Otro elemento crucial para evaluar siquiera la naturalización de las políticas conservadoras estriba en una suerte de paulatina neutralización técnica de logros sociales como el aumento del salario mínimo, la vivienda como bien básico, la progresividad fiscal, una sanidad pública de calidad, la mejora de la protección laboral y la garantía universal de derechos sexuales y reproductivos. Como si el sentido común —y no la voluntad política— los hubiera alumbrado. Displicente con este contexto cultural, Rafael Sánchez Ferlosio, en la estela de Thorstein Veblen, señalaba en los noventa en este mismo periódico que los españoles parecían bregar ya entonces para no ser menos y evitar quedar reducidos a lo abyecto para el cuerpo social. Una tormenta perfecta de hábitos de consumo, prácticas financieras y tecnologías de control ha ido metamorfoseando desde entonces las demandas de derechos clásicos reclamados por el movimiento obrero en productos susceptibles de gestionarse desde ejes institucionales entendidos como empresas, crecientemente restringidos al “español de bien”.

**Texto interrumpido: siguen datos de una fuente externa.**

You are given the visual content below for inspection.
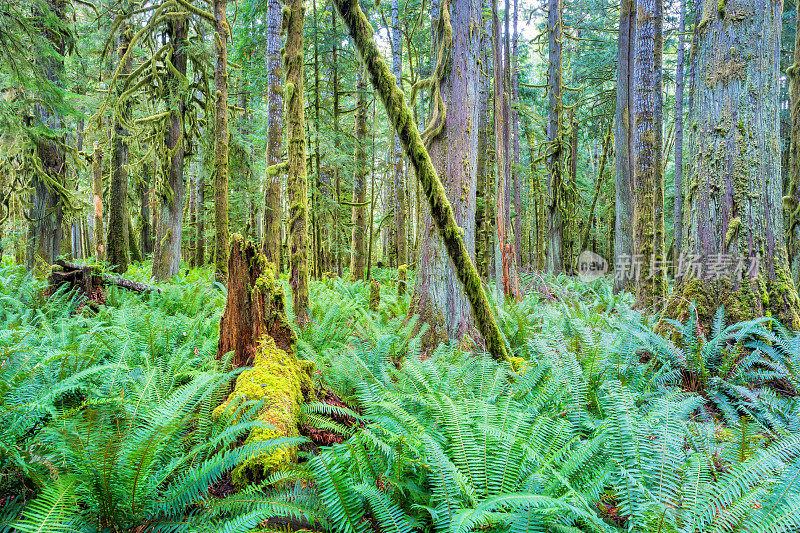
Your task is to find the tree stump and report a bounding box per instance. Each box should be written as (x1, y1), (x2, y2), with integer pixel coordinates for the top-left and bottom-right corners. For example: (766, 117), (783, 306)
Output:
(215, 234), (314, 487)
(217, 234), (297, 367)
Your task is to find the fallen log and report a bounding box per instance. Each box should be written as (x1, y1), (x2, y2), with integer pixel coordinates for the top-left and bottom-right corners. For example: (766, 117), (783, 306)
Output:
(51, 260), (161, 295)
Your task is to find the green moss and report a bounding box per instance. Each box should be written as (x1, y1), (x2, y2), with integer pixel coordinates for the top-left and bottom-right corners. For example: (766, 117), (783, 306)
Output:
(214, 337), (314, 487)
(369, 278), (380, 311)
(725, 217), (740, 248)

Ahora bien, ambos procesos surgen de un vacío dejado por experiencias de interdependencia intergeneracional que hemos ido olvidando en aras de la externalización de las necesidades y un expertismo de los saberes que comportan un empobrecimiento antropológico inmediato. Aislados en suburbios o en urbanizaciones perdimos la memoria corporal de una articulación más democrática de las capacidades y actividades profesionales de la ciudadanía. Ese régimen vital fragmenta nuestra percepción social y complica enormemente conformar un movimiento ciudadano sólido, a salvo del liderazgo tóxico exhibido por los partidos políticos. Una impotencia tanto más palpable cuanto más se insiste en revertir el daño realizado por los imperativos de la época desde la mera teoría, sin mediación de ninguna praxis social sostenible, cuyo tejido requiere regeneración y paciencia.